Parte do grupo vaga há três anos pelo Oriente Médio, pelo Norte da África e pela Europa em busca de abrigo, passando por Líbano, Jordânia, Egito, Líbia, Tunísia, Marrocos e Argélia antes de chegar de forma ilegal ao território europeu.
"Ontem, minha mulher, meus três filhos e eu dormimos na rua. Não temos mais nenhum centavo", disse Al-Nasser, que fugiu da Síria após ser libertado da prisão.
Tortura
Detido "para averiguações" em casa, diante da família, o comerciante deveria permanecer na delegacia "por cinco minutos", mas desapareceu por oito meses sem jamais dar notícias. Na prisão, passou por sessões de tortura, choques elétricos e espancamentos que ainda marcam seu corpo. "Eu nem mesmo era um rebelde", disse.
No mesmo grupo de imigrantes estava Mohamed al-Nassan, empresário de 46 anos, que há um ano e meio deixou o bairro de Bab al-Amer, em Homs, com a mulher e seus oito filhos. "O Exército mandou que meu filho se alistasse para fazer a guerra contra outros muçulmanos. Como eu poderia permitir?", questionou.

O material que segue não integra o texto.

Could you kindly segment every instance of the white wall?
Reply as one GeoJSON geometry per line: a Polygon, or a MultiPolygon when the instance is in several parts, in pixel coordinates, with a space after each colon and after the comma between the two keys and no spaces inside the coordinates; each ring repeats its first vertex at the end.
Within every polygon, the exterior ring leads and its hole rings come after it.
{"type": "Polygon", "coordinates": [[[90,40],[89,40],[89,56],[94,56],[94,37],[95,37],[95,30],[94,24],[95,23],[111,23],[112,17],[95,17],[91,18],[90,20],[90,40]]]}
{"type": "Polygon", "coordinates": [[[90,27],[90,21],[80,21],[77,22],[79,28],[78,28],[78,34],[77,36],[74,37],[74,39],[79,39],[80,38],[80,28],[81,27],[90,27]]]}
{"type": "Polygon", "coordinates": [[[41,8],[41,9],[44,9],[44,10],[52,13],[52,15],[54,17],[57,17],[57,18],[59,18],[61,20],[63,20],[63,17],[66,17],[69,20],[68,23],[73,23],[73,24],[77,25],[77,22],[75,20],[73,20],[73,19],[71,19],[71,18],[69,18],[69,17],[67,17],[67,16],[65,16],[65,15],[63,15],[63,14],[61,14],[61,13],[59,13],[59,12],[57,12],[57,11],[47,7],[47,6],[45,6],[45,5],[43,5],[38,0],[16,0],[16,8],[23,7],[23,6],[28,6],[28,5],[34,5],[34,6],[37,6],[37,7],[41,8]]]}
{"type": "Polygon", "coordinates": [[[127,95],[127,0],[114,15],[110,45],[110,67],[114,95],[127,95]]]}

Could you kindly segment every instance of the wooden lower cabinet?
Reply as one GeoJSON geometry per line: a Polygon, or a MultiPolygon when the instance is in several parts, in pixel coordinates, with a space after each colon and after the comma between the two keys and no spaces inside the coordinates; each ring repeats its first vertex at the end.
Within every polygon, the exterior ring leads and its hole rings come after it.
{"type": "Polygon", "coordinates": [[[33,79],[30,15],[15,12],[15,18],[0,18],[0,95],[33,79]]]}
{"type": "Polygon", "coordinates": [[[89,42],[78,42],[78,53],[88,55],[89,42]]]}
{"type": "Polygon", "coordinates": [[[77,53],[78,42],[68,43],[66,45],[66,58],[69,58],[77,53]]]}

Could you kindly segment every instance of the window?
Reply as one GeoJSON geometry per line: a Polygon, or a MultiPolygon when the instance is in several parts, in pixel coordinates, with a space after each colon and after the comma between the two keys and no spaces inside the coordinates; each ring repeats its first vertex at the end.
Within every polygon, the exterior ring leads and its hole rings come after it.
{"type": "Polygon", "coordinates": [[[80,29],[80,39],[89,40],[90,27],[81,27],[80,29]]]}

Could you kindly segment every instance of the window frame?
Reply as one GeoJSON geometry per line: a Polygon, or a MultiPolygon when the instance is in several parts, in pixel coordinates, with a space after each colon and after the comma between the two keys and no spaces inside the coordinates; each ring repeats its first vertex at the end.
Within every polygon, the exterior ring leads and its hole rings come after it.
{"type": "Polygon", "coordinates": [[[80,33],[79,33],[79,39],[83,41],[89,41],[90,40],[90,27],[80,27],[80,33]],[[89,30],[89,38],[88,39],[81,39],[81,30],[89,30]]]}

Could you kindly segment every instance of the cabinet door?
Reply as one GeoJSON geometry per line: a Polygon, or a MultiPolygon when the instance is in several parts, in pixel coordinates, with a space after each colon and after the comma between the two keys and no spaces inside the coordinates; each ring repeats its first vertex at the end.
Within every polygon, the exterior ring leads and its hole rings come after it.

Antes de abandonar o país, Al-Nassan deixou US$ 100 mil em "contribuições" ao Exército, fugindo com US$ 36 mil - dinheiro que, de acordo com ele, acabou.
Yannis, de 30 anos, também comerciante, contou que o grupo é constituído por sunitas, a confissão predominante entre os rebeldes. Mas, segundo ele, a maioria da população não escolhe mais lados. "Somos vítimas desse conflito", disse, seguido pela mulher, de 25 anos, que não quis se identificar. "Nós, mulheres, temos pânico de tudo. Na Síria, a qualquer momento, alguém pode invadir nossas casas e nos violentar ou matar."
As ONGs que lhes prestam apoio confirmam o sofrimento dos candidatos ao asilo. "A situação é extremamente crítica, com situações sanitárias e sociais problemáticas. Crianças estão ao léu, mulheres grávidas enfrentam situações médicas preocupantes e a condição jurídica de todos é muito instável", resume Pierre Henry, diretor-geral da FTA.
A emergência, porém, não parece sensibilizar as autoridades. No ano passado, a ONU solicitou que governos europeus autorizassem 30 mil "recolocações" de refugiados de guerra - um número ínfimo comparado à amplitude do êxodo. Ainda assim, o governo alemão aceitou 10 mil e o francês, 500. "Quinhentas pessoas não é nada, sobretudo se pensarmos no papel que a França quis desempenhar no conflito na Síria", lembra Jean-François Dubost, responsável pelo programa de refugiados da Anistia Internacional.
Pressionado pela imprensa e pela opinião pública, o governo reagiu no fim da semana, realizando um mutirão para registrar os pedidos de asilo do grupo de sírios de Saint-Ouen, reduzindo o risco de expulsão no curto prazo.